Puestos a confiar, de todas ellas de las que hoy escribimos, Los Marziano, de Ana Katz; Rampart de Oren Moverman; Adikos Kosmos de Filippos Tsitos y Sangue do meu sangue de Joáo Canijo; es en esta última donde cabe percibir algún reflejo verdadero de autoría, ese signo distintivo sin el que no cabría estar presente en la sección oficial de un festival de esta categoría.
Desde el mismo arranque de Sangue do meu sangue, queda clara cuál va a ser la premisa en la que se moverá su director: permanecer fiel a una férrea coherencia estilística para trazar con ella una espiral hacia el infierno del melodrama. En consecuencia con ello, Joáo Canijo entrelaza el submundo que reflejan autores como Pedro Costa con la vocación narrativa de la literatura folletinesca amiga del culebrón. En pocas palabras, Sangue do meu sangue, describe la tensa relación familiar –este año el 90% del cine en la sección oficial rinde culto a la familia-, de una madre, sus dos hijos y su hermana. Son representantes de la clase media baja, la que atiende peluquerías de barrio y suministra las cajeras del hipermercado, la que también alberga a trapicheros narcotraficantes y se mantiene en pie gracias a madres coraje empeñadas en sostener los lazos afectivos de la llamada de la sangre.
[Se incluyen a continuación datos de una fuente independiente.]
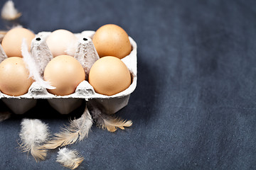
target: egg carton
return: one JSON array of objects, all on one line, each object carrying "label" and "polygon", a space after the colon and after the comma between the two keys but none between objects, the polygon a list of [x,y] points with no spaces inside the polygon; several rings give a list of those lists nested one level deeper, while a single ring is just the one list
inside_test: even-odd
[{"label": "egg carton", "polygon": [[[75,45],[75,50],[67,50],[68,55],[74,56],[81,63],[87,78],[90,67],[99,58],[92,41],[94,33],[95,31],[92,30],[85,30],[75,34],[78,40]],[[48,100],[49,104],[62,114],[68,114],[74,110],[82,104],[82,100],[96,101],[102,104],[109,114],[113,114],[127,105],[129,96],[136,88],[137,80],[137,44],[131,37],[129,37],[129,39],[132,46],[132,52],[122,59],[132,76],[132,81],[129,88],[119,94],[106,96],[96,93],[85,79],[77,86],[74,94],[56,96],[48,92],[48,85],[46,85],[42,76],[44,68],[53,58],[46,42],[50,34],[50,32],[38,33],[31,42],[30,52],[26,49],[22,50],[23,60],[26,62],[31,75],[36,77],[36,81],[30,86],[28,93],[19,96],[11,96],[0,91],[0,98],[14,113],[24,113],[36,105],[37,99],[41,98]],[[26,44],[23,45],[26,46]],[[0,62],[6,57],[6,55],[0,45]]]}]

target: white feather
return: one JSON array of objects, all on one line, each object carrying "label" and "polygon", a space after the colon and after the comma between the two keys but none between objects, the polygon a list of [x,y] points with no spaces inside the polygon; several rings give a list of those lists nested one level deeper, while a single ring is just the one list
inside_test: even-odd
[{"label": "white feather", "polygon": [[26,66],[29,70],[29,76],[33,77],[33,79],[38,82],[41,86],[48,89],[54,89],[55,87],[53,87],[50,85],[49,82],[46,81],[43,79],[40,75],[38,68],[36,63],[35,60],[31,57],[31,54],[28,52],[28,45],[24,38],[22,41],[21,45],[21,54],[23,59],[26,64]]},{"label": "white feather", "polygon": [[75,169],[83,160],[84,158],[80,155],[77,150],[71,150],[64,147],[58,152],[56,162],[65,167]]},{"label": "white feather", "polygon": [[20,147],[23,152],[31,152],[36,161],[44,159],[46,150],[41,149],[40,146],[49,137],[48,127],[38,119],[24,118],[21,121]]},{"label": "white feather", "polygon": [[14,3],[12,1],[6,1],[1,10],[1,18],[6,20],[14,20],[19,18],[21,16],[21,13],[19,13],[14,7]]}]

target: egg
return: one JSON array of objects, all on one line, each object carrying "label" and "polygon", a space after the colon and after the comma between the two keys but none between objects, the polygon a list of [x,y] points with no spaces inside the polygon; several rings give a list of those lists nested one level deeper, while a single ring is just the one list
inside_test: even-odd
[{"label": "egg", "polygon": [[74,55],[77,38],[69,30],[56,30],[51,33],[46,39],[46,44],[53,57],[63,55]]},{"label": "egg", "polygon": [[0,91],[9,96],[20,96],[28,92],[33,80],[22,58],[9,57],[0,64]]},{"label": "egg", "polygon": [[65,96],[75,91],[78,84],[85,79],[85,72],[81,64],[73,57],[59,55],[46,65],[43,78],[56,88],[48,89],[49,93]]},{"label": "egg", "polygon": [[89,83],[97,93],[111,96],[130,86],[131,74],[120,59],[107,56],[99,59],[92,66]]},{"label": "egg", "polygon": [[1,46],[6,55],[10,57],[20,57],[21,55],[21,44],[23,38],[26,40],[28,50],[31,49],[31,44],[35,34],[24,28],[14,28],[6,33],[4,35]]},{"label": "egg", "polygon": [[132,50],[127,33],[114,24],[107,24],[97,29],[92,42],[100,57],[114,56],[122,59]]}]

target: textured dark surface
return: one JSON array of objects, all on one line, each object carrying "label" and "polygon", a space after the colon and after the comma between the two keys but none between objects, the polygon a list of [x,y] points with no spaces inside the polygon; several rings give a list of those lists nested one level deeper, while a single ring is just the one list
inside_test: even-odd
[{"label": "textured dark surface", "polygon": [[[114,133],[94,125],[68,147],[85,157],[78,169],[256,169],[255,1],[14,2],[35,33],[115,23],[137,42],[137,87],[117,113],[134,125]],[[37,118],[58,132],[82,111],[63,116],[41,101],[0,123],[0,169],[65,169],[57,150],[39,163],[18,150],[20,123]]]}]

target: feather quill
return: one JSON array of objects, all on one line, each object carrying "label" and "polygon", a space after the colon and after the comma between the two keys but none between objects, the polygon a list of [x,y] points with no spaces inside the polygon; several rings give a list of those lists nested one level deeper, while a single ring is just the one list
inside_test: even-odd
[{"label": "feather quill", "polygon": [[102,129],[107,129],[108,131],[114,132],[117,130],[117,128],[124,130],[124,127],[132,125],[132,120],[123,120],[104,113],[103,109],[97,103],[88,103],[88,107],[97,125]]},{"label": "feather quill", "polygon": [[66,147],[58,152],[56,162],[70,169],[76,169],[84,160],[77,150],[68,149]]},{"label": "feather quill", "polygon": [[69,126],[63,128],[60,132],[54,135],[54,137],[48,141],[42,147],[43,149],[55,149],[81,141],[88,136],[92,125],[92,119],[85,107],[81,117],[70,121]]},{"label": "feather quill", "polygon": [[30,152],[36,162],[44,160],[46,150],[41,149],[40,146],[49,137],[48,127],[38,119],[24,118],[21,121],[21,130],[19,134],[19,145],[23,152]]}]

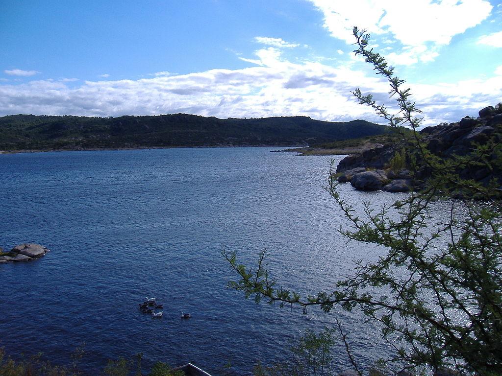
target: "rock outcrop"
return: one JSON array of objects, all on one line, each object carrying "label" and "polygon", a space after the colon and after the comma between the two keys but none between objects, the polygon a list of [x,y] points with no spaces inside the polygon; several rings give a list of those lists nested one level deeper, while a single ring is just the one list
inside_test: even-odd
[{"label": "rock outcrop", "polygon": [[[476,145],[482,145],[490,138],[502,141],[502,105],[499,104],[496,108],[492,106],[485,107],[479,111],[479,115],[477,118],[466,116],[456,123],[427,127],[420,132],[422,141],[431,153],[443,158],[468,154]],[[396,152],[405,146],[404,143],[380,145],[345,157],[336,168],[338,181],[350,182],[354,188],[361,191],[383,189],[390,192],[406,192],[414,187],[419,187],[420,181],[426,179],[430,174],[427,168],[415,171],[393,171],[389,168]],[[496,156],[494,152],[492,157]],[[420,155],[415,157],[420,164]],[[380,184],[377,182],[379,178],[369,173],[380,174],[377,171],[383,170],[386,177]],[[462,179],[472,179],[483,184],[494,179],[502,185],[502,171],[496,166],[490,169],[468,166],[457,172]],[[360,175],[361,173],[364,174]],[[361,176],[364,176],[364,183]],[[372,177],[371,182],[369,176]]]},{"label": "rock outcrop", "polygon": [[49,250],[43,246],[33,243],[20,244],[8,252],[4,252],[0,248],[0,264],[30,261],[41,257],[48,251]]}]

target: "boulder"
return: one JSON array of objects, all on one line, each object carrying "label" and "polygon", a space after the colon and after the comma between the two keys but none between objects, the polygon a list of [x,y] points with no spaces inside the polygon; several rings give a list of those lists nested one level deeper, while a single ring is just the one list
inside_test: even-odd
[{"label": "boulder", "polygon": [[359,172],[363,172],[366,171],[366,169],[362,167],[357,167],[355,168],[347,170],[343,173],[338,176],[339,183],[346,183],[350,181],[355,174]]},{"label": "boulder", "polygon": [[385,172],[383,176],[375,171],[365,171],[355,174],[350,180],[350,184],[358,191],[379,191],[382,189],[387,178]]},{"label": "boulder", "polygon": [[398,179],[411,179],[411,172],[409,170],[401,170],[398,172]]},{"label": "boulder", "polygon": [[385,170],[385,174],[387,175],[388,179],[395,179],[396,173],[390,168],[388,168]]},{"label": "boulder", "polygon": [[459,374],[458,371],[448,368],[441,368],[434,372],[434,376],[456,376]]},{"label": "boulder", "polygon": [[468,146],[472,142],[477,143],[485,142],[488,140],[488,136],[494,130],[492,127],[487,125],[475,128],[465,136],[463,143],[466,146]]},{"label": "boulder", "polygon": [[485,117],[486,116],[490,116],[493,115],[494,113],[495,109],[493,108],[493,106],[488,106],[487,107],[479,110],[478,113],[479,114],[479,117]]},{"label": "boulder", "polygon": [[40,244],[30,243],[25,244],[20,244],[16,246],[12,250],[19,250],[21,255],[27,256],[33,258],[38,258],[43,256],[47,252],[47,249]]},{"label": "boulder", "polygon": [[0,263],[29,261],[34,259],[41,257],[48,251],[48,249],[40,244],[35,244],[33,243],[19,244],[11,250],[8,254],[4,252],[4,256],[0,256],[0,261],[2,262]]},{"label": "boulder", "polygon": [[24,255],[22,255],[21,253],[18,254],[15,257],[13,257],[11,261],[30,261],[33,260],[31,257],[29,256],[25,256]]},{"label": "boulder", "polygon": [[409,192],[412,191],[411,180],[409,179],[393,180],[384,185],[382,190],[387,192]]},{"label": "boulder", "polygon": [[470,116],[466,116],[459,122],[458,125],[460,128],[469,128],[476,125],[476,119]]},{"label": "boulder", "polygon": [[340,376],[359,376],[359,373],[355,371],[349,369],[340,372]]},{"label": "boulder", "polygon": [[490,125],[502,124],[502,114],[498,114],[493,116],[488,122]]}]

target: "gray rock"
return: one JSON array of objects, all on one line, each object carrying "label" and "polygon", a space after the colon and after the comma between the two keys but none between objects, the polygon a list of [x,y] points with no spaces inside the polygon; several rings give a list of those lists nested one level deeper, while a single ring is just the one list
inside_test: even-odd
[{"label": "gray rock", "polygon": [[355,371],[349,369],[340,372],[340,376],[359,376],[359,373]]},{"label": "gray rock", "polygon": [[427,148],[432,153],[439,154],[442,151],[444,151],[449,147],[449,145],[442,140],[439,138],[433,138],[429,140],[427,144]]},{"label": "gray rock", "polygon": [[368,371],[368,376],[385,376],[385,373],[375,368],[370,368]]},{"label": "gray rock", "polygon": [[481,110],[479,110],[479,117],[484,117],[485,116],[490,116],[495,112],[495,109],[493,106],[488,106]]},{"label": "gray rock", "polygon": [[366,171],[355,174],[350,180],[350,184],[358,191],[379,191],[386,182],[386,178],[374,171]]},{"label": "gray rock", "polygon": [[30,257],[27,256],[25,256],[24,255],[22,255],[20,253],[19,254],[16,255],[15,257],[13,257],[12,258],[12,261],[16,261],[16,262],[18,262],[18,261],[30,261],[30,260],[32,260],[33,259],[32,259],[31,257]]},{"label": "gray rock", "polygon": [[411,179],[411,172],[409,170],[401,170],[398,172],[398,179]]},{"label": "gray rock", "polygon": [[411,180],[405,179],[393,180],[384,185],[382,191],[387,192],[409,192],[411,189]]},{"label": "gray rock", "polygon": [[[47,248],[45,247],[41,246],[40,244],[28,243],[20,245],[24,245],[25,247],[24,248],[20,250],[20,254],[33,258],[37,258],[43,256],[48,251]],[[17,247],[20,246],[17,246]],[[16,247],[15,247],[14,248],[15,248]]]},{"label": "gray rock", "polygon": [[395,179],[396,173],[392,169],[389,168],[385,171],[385,174],[387,176],[388,179]]},{"label": "gray rock", "polygon": [[355,168],[347,170],[343,173],[338,176],[339,183],[348,182],[352,179],[352,177],[356,173],[362,172],[366,171],[366,169],[363,167],[357,167]]},{"label": "gray rock", "polygon": [[11,249],[11,251],[16,253],[19,253],[19,251],[22,249],[24,249],[25,247],[26,247],[26,244],[20,244],[19,246],[16,246]]},{"label": "gray rock", "polygon": [[465,136],[463,143],[466,146],[468,146],[472,142],[478,143],[485,142],[488,140],[488,136],[491,134],[494,130],[492,127],[487,125],[475,128]]},{"label": "gray rock", "polygon": [[497,124],[502,124],[502,114],[495,115],[489,121],[488,124],[490,125],[496,125]]},{"label": "gray rock", "polygon": [[476,119],[473,119],[470,116],[466,116],[460,121],[458,125],[460,128],[473,127],[476,125]]},{"label": "gray rock", "polygon": [[450,369],[447,368],[442,368],[434,372],[434,376],[456,376],[458,372],[455,369]]}]

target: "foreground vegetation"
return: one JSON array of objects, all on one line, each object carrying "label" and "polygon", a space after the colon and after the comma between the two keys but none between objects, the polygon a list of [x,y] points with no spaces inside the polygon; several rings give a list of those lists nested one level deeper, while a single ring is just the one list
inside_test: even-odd
[{"label": "foreground vegetation", "polygon": [[[54,365],[44,360],[42,354],[25,357],[16,361],[8,356],[4,348],[0,347],[0,376],[82,376],[87,373],[82,370],[79,362],[84,356],[82,348],[77,348],[67,365]],[[121,357],[109,360],[102,370],[106,376],[142,376],[141,358],[138,354],[134,359]],[[144,374],[149,376],[184,376],[182,371],[175,371],[168,364],[157,362]]]},{"label": "foreground vegetation", "polygon": [[0,117],[0,150],[303,145],[389,130],[365,120],[333,123],[306,116],[221,119],[184,114],[116,118],[16,115]]},{"label": "foreground vegetation", "polygon": [[[406,140],[400,163],[414,174],[426,171],[427,180],[421,191],[392,206],[366,202],[356,208],[342,197],[330,175],[326,190],[346,221],[340,232],[349,240],[383,250],[376,262],[355,261],[353,275],[334,283],[331,291],[305,295],[279,286],[267,269],[265,252],[254,268],[238,263],[235,253],[222,252],[238,278],[228,286],[257,303],[265,298],[281,307],[298,305],[304,312],[316,306],[325,312],[358,312],[368,325],[380,329],[393,349],[381,359],[387,372],[502,374],[502,177],[481,182],[460,174],[473,166],[496,171],[502,165],[501,127],[466,155],[442,159],[432,154],[418,131],[421,111],[410,90],[368,48],[369,35],[355,28],[354,34],[354,52],[388,81],[398,109],[393,114],[370,94],[359,89],[353,94]],[[404,127],[411,131],[403,131]],[[444,200],[452,195],[457,199]],[[439,220],[433,204],[438,201],[448,207]],[[346,330],[340,327],[347,344]],[[358,362],[349,346],[346,348],[355,371],[362,375],[368,364]]]}]

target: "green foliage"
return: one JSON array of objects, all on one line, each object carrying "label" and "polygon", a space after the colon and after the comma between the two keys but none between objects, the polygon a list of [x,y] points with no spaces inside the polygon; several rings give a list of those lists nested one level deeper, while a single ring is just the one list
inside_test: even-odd
[{"label": "green foliage", "polygon": [[[343,214],[348,240],[385,250],[375,262],[356,263],[354,275],[330,292],[302,296],[278,287],[261,252],[257,267],[248,269],[235,254],[222,255],[239,279],[229,283],[259,302],[319,306],[324,312],[357,311],[378,325],[394,349],[389,361],[397,369],[437,372],[443,368],[459,375],[494,376],[502,369],[502,202],[499,182],[482,184],[462,178],[466,168],[498,171],[502,165],[499,133],[463,156],[442,159],[427,150],[418,132],[420,110],[404,81],[379,54],[368,49],[369,35],[354,28],[356,55],[362,56],[390,86],[397,114],[359,89],[353,94],[400,132],[414,169],[430,176],[423,189],[402,202],[378,207],[362,205],[361,216],[338,190],[330,175],[326,187]],[[404,127],[411,132],[403,132]],[[333,165],[332,161],[332,172]],[[457,200],[444,200],[453,195]],[[473,201],[472,199],[477,199]],[[449,207],[439,214],[434,204]],[[438,219],[438,214],[439,218]],[[436,219],[435,220],[434,219]],[[344,334],[342,332],[345,340]],[[356,362],[347,347],[354,365]],[[391,364],[392,365],[392,364]]]},{"label": "green foliage", "polygon": [[[84,345],[77,347],[72,354],[71,363],[69,365],[54,365],[42,359],[39,353],[19,361],[15,361],[7,356],[5,350],[0,347],[0,376],[81,376],[85,373],[79,369],[79,362],[85,355]],[[141,358],[143,353],[136,355],[136,375],[141,376]],[[102,371],[108,376],[128,376],[132,373],[135,362],[132,359],[120,357],[117,360],[109,360]],[[182,371],[175,371],[162,362],[156,363],[151,370],[151,376],[184,376]]]},{"label": "green foliage", "polygon": [[150,376],[184,376],[182,371],[174,371],[165,363],[158,361],[152,367]]},{"label": "green foliage", "polygon": [[290,349],[289,358],[272,367],[261,363],[255,367],[255,376],[329,376],[328,366],[333,360],[331,348],[334,343],[333,330],[325,328],[319,333],[307,329]]},{"label": "green foliage", "polygon": [[406,167],[406,151],[402,149],[396,151],[389,162],[389,168],[395,172],[398,172]]},{"label": "green foliage", "polygon": [[133,362],[124,357],[120,357],[116,360],[109,359],[103,373],[107,376],[128,376],[132,366]]}]

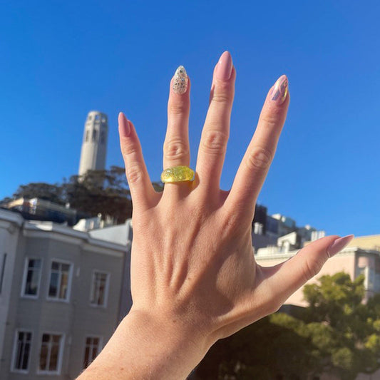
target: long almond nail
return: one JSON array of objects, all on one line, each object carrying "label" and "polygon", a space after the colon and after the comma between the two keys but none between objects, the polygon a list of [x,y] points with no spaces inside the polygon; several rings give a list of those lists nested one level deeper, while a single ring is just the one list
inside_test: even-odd
[{"label": "long almond nail", "polygon": [[354,239],[354,235],[348,235],[347,236],[338,237],[336,240],[334,240],[331,245],[327,248],[327,255],[329,255],[329,257],[332,257],[339,251],[342,251],[343,248],[349,245],[352,239]]},{"label": "long almond nail", "polygon": [[215,76],[220,81],[228,81],[232,73],[232,57],[229,51],[225,51],[219,58]]},{"label": "long almond nail", "polygon": [[182,95],[188,90],[188,74],[183,66],[178,66],[173,78],[173,91]]},{"label": "long almond nail", "polygon": [[120,133],[123,137],[129,137],[129,135],[130,135],[130,125],[129,125],[129,121],[125,117],[125,115],[124,115],[123,112],[119,113],[118,121]]},{"label": "long almond nail", "polygon": [[281,76],[274,83],[272,91],[271,99],[279,104],[284,103],[287,96],[288,81],[287,76]]}]

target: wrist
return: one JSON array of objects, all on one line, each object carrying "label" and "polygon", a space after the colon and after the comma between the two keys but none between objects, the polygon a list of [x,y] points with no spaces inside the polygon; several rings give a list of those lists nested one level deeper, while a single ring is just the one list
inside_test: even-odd
[{"label": "wrist", "polygon": [[101,373],[105,379],[185,379],[209,348],[205,337],[185,322],[131,310],[83,380],[86,372],[88,379],[102,379]]}]

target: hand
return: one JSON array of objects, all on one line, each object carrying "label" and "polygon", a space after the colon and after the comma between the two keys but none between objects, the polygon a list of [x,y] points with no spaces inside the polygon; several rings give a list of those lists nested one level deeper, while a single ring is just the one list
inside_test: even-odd
[{"label": "hand", "polygon": [[[225,52],[214,71],[195,180],[166,183],[162,193],[153,190],[133,123],[119,115],[133,202],[133,304],[110,351],[133,340],[126,362],[119,355],[124,366],[148,358],[125,379],[185,377],[213,343],[277,311],[349,240],[324,237],[273,267],[255,262],[252,220],[285,120],[288,81],[282,76],[270,88],[232,187],[225,192],[220,180],[235,81],[231,56]],[[190,87],[189,81],[175,91],[172,80],[164,168],[190,164]]]}]

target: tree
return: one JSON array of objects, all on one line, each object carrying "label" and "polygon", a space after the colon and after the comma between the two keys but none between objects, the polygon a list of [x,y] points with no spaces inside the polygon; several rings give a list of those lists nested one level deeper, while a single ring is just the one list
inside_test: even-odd
[{"label": "tree", "polygon": [[[157,184],[157,185],[158,185]],[[130,192],[125,169],[112,166],[108,170],[88,170],[84,175],[72,175],[61,184],[31,183],[19,187],[12,197],[0,203],[19,197],[38,197],[61,205],[69,203],[82,217],[102,215],[117,223],[132,216]]]},{"label": "tree", "polygon": [[278,312],[217,342],[197,379],[298,379],[322,373],[354,380],[380,359],[380,294],[363,302],[364,277],[340,272],[306,285],[309,306]]},{"label": "tree", "polygon": [[66,201],[90,217],[100,213],[103,219],[108,216],[120,224],[132,216],[130,192],[122,168],[72,175],[63,189]]},{"label": "tree", "polygon": [[19,186],[19,188],[14,192],[11,197],[6,197],[0,203],[6,203],[17,198],[38,197],[60,205],[64,205],[62,190],[61,186],[57,183],[51,185],[49,183],[38,182],[29,183],[28,185],[21,185]]}]

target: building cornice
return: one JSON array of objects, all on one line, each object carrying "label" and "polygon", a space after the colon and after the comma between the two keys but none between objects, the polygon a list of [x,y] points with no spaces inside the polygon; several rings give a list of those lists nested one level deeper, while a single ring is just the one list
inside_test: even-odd
[{"label": "building cornice", "polygon": [[86,251],[115,256],[122,256],[126,250],[126,247],[123,245],[96,239],[91,237],[88,232],[73,230],[52,222],[25,221],[23,235],[28,237],[52,239],[80,245]]},{"label": "building cornice", "polygon": [[9,223],[14,223],[20,227],[23,222],[24,217],[18,212],[0,209],[0,227],[8,228]]},{"label": "building cornice", "polygon": [[[290,257],[292,257],[298,252],[299,252],[300,250],[297,250],[297,251],[289,251],[287,252],[279,252],[279,253],[270,253],[270,254],[259,254],[255,255],[255,258],[257,261],[261,261],[261,260],[265,260],[265,261],[269,261],[269,260],[286,260],[287,259],[289,259]],[[347,247],[342,251],[341,251],[339,253],[335,255],[334,257],[339,257],[339,256],[351,256],[353,255],[355,255],[356,253],[370,253],[370,254],[374,254],[378,256],[380,256],[380,252],[374,250],[365,250],[363,248],[360,248],[359,247]]]}]

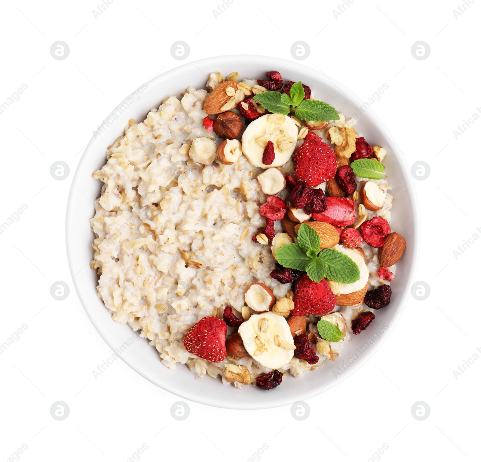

Joáo Canijo utiliza objetivos largos para reforzar una buscada sensación de claustrofobia. Compone los planos fragmentando la pantalla, con frecuencia el cuadro se descompone de manera natural, por los obstáculos de puertas, paredes, ventanas y espejos que separan lo que comparte el mismo habitáculo pero parte la convivencia. Se multiplican los referentes para reforzar la asfixia de una cohabitación a punto de explotar. Y siempre, de fondo, un ruido que no cesa. Ruido proveniente de televisores que no callan, de radios sin continencia, del tráfico,… molesta e insufrible sopa sonora que sirve de partitura a la no menos molesta e inoportuna lucha verbal que sostienen los integrantes de esa familia. Desazón, miseria, desesperación y, pese a todo, fidelidad a la sangre. Sangre derramada, sangre que mantiene la vida y sangre que comparten progenitores e hijos, hermanos y amantes.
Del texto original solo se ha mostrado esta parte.